Saturday, April 4, 2015


What gives him his sensibility and his talent is is what makes him susceptible, a wanderer, a follower of exotic outsiders, an alcoholic.  The prose digests, but the creature is vulnerable, his intelligence encompassing.  There is the need for words, later on, after things have happened, after the going-along with the ride, after the vulnerability.  There is shyness, but at the bottom of it all, an incredibly sane man, and one who knows craziness, who makes a pattern of overcoming it.

(That he had phlebitis might suggest he had Type O blood.)

You can't blame a writer for wanting to eat.  A restaurant offers a home-cooked meal.  But with the job came adrenaline, and people, and with all that the need for calm.  The drink is social, a part of conversation.  And once you've had the first sip, then you're along for the ride.

And so the writer needs calm, the time alone to write down what he's been through out in society.  Working at the bar was a way of finding a niche in society, a way of belonging, a source of decent company and friends.  But you need a retreat, away from the invites, away from the dealings.  Exercise, a jog, a walk, a bike ride.  And of course, writing.

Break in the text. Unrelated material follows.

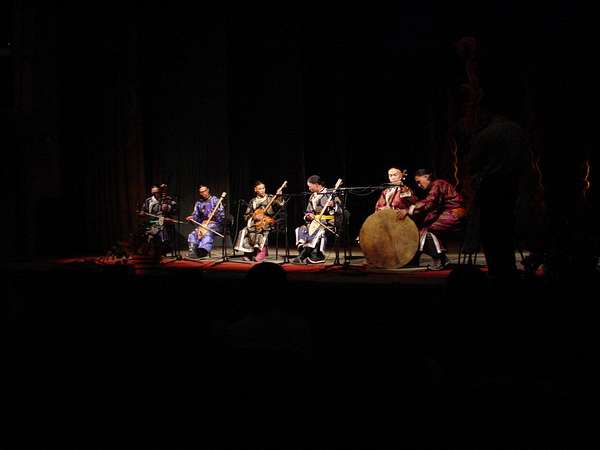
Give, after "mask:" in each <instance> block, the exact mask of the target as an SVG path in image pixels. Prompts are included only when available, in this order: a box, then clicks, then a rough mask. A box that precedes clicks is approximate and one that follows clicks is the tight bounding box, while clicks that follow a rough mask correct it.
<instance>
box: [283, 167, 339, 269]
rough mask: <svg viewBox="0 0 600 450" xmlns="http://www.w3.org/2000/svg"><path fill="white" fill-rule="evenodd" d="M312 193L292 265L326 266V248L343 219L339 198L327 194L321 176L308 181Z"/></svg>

An elderly couple--they've long been coming to the restaurant;  he's not able to climb the stairs anymore for the usual Sunday night 8 PM reservation--invite me over for dinner.  Of course there's going to be drinking.  The relationship is built on a mutual enjoyment of French wine, in particular, the Pinot Noir of Burgundy.  A bottle of sparkling California Mumm, and then, a very rare wine open on the table, which turns out to be a Clos de Vougeot Grand Cru, Nicolas Potel, 2005.

Good conversation, talk of dark matter and the Big Bang.  Talk of visiting with the Chevalier du Tastevin in 1965 while working with a French company sub-contracting a a cyclotron.  A talk of colleagues from her work at NIH, and cancer.  After desert, a fruit tart from a good patisserie, a ride home.

And I take a nap on the couch afterward, and then I'm awake, and I open up a Kermit Lynch Beaujolais and watch Lincoln, staying up way too late.  As if the whole thing had thrown me off.  The chain reaction going into the next day, and then the next night needing also to have some wine, to settle that which had been enjoyed before.

It's the vulnerability, the problem of being too kind almost.   In a world in which you can't necessarily be like that.  Is that where art comes from?  The feminine aspect, in your own hands?  The problem of being as if blown around by the wind...  Embarrassing.

It is indeed like the Conrad short story, that you are a writer mainly because you really do not understand society, that you blindly follow it, really never knowing what to make of it beyond the most basic things of it.  And therefore whatever you may choose to write about is happenstance, random details, and it's a great bit of luck if capturing those catches the larger realities beyond them.  Kind of like a Fellini movie.